Benjamin v. Frenke
Before: York
YORK, P. J. The factual situation presented by the record herein is briefly as follows:
Appellant, a scenario writer and motion picture director, engaged the respondent attorneys at law to represent him in connection with certain claims which he had against the Universal Pictures Corporation, herein referred to as Universal, and on January 28, 1937, respondents delivered to appellant a retainer agreement which provided that they were “to receive and retain out of any recovery obtained on my behalf either by way of settlement of said claim, in or out of court, or collection of judgment, 35% of any and all sums so recovered, received or collected. In the event action of an appeal in the litigation aforesaid or in the event of a [737]new trial being granted and the case being tried a second time or a second trial being commenced, then your percentage is to be 40%.” This agreement was never signed, but on February 6, 1937, appellant prepared, signed and his secretary delivered to respondents a retainer agreement which contained, among other things, the following recital:
“You are to receive and retain out of any recovery obtained on my behalf either by way of settlement of said claim, in or out of court, or collection of judgment, fifteen (15%) per cent of any and all sums so recovered, received or collected out of court; thirty (30%) per cent of any and all sums so recovered, received or collected through court action and/or trial. In the event action of an appeal in the litigation aforesaid or in the event of a new trial being granted and the case being tried a second time or a second trial being commenced, then your percentage is to be thirty-five (35%) per cent. ’ ’
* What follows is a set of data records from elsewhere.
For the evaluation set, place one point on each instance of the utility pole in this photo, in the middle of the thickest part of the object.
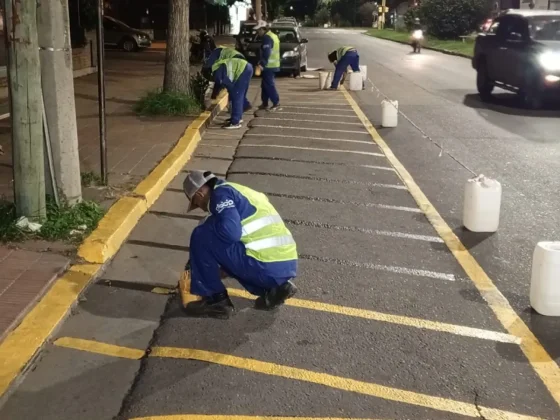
(24, 76)
(53, 25)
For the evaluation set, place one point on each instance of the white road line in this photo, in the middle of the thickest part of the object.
(283, 127)
(352, 113)
(318, 115)
(313, 138)
(316, 121)
(357, 152)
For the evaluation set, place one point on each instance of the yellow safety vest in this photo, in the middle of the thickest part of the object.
(274, 59)
(264, 234)
(343, 50)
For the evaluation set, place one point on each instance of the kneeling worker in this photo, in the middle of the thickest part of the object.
(243, 237)
(342, 58)
(235, 75)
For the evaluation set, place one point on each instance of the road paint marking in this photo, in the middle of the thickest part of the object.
(545, 367)
(334, 201)
(317, 178)
(338, 382)
(283, 127)
(311, 138)
(380, 267)
(382, 168)
(314, 121)
(319, 108)
(98, 347)
(401, 235)
(314, 114)
(406, 321)
(281, 146)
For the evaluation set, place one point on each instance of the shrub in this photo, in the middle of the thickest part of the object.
(448, 19)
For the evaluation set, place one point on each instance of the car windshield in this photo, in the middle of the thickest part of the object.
(545, 28)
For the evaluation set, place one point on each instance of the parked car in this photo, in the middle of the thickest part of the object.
(119, 34)
(293, 49)
(520, 53)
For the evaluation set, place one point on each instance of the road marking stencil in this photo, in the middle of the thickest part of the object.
(543, 364)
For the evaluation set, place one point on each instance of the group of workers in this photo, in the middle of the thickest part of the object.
(243, 236)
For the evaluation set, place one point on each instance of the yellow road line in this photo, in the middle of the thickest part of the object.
(540, 360)
(337, 382)
(393, 319)
(228, 417)
(98, 347)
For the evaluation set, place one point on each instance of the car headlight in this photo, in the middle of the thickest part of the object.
(290, 54)
(550, 60)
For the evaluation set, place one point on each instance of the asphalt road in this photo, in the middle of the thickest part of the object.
(386, 324)
(440, 110)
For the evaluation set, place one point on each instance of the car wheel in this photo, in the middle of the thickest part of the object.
(484, 85)
(129, 45)
(532, 93)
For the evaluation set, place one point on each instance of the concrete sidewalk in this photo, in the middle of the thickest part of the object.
(386, 325)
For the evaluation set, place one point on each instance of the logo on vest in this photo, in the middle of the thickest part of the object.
(226, 204)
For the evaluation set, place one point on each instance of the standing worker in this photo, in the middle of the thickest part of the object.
(235, 75)
(243, 237)
(342, 58)
(269, 64)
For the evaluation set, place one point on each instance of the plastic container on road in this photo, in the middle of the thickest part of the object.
(481, 206)
(545, 279)
(356, 81)
(323, 75)
(389, 113)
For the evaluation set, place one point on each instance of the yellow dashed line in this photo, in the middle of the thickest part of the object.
(273, 369)
(393, 319)
(540, 360)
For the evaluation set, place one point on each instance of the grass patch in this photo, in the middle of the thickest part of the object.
(456, 46)
(91, 179)
(63, 223)
(159, 102)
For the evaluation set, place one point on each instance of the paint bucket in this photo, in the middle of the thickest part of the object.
(389, 113)
(481, 206)
(356, 81)
(323, 79)
(545, 279)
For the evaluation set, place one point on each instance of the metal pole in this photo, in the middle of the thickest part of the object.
(101, 92)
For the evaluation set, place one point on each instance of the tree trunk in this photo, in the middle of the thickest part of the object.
(26, 104)
(177, 74)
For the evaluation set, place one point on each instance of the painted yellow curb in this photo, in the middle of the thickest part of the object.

On February 17th, respondents wrote to appellant at London, England, with respect to the terms contained in the retainer of February 6th, to the effect that the 15 per cent provided therein meant they could collect 15 per cent in the event a settlement was effected without filing a complaint, and that thg fee would be 30 per cent if an action were filed. Respondents enclosed with this letter a new retainer agreement which provided that they proceed ‘ ‘ on the basis of one-third to us of any amount or amounts recovered, in aiy event, except in case of a new trial being granted ... or a second trial being commenced, or in the event of an appeal ... it would be 40% ”,
On March 11, 1937, appellant wrote respondents from London: “I acknowledge your letter of February 17th and enclose the documents you wished me to sign. I have only changed 33% to 30% and I know you will agree with this.” No documents were enclosed.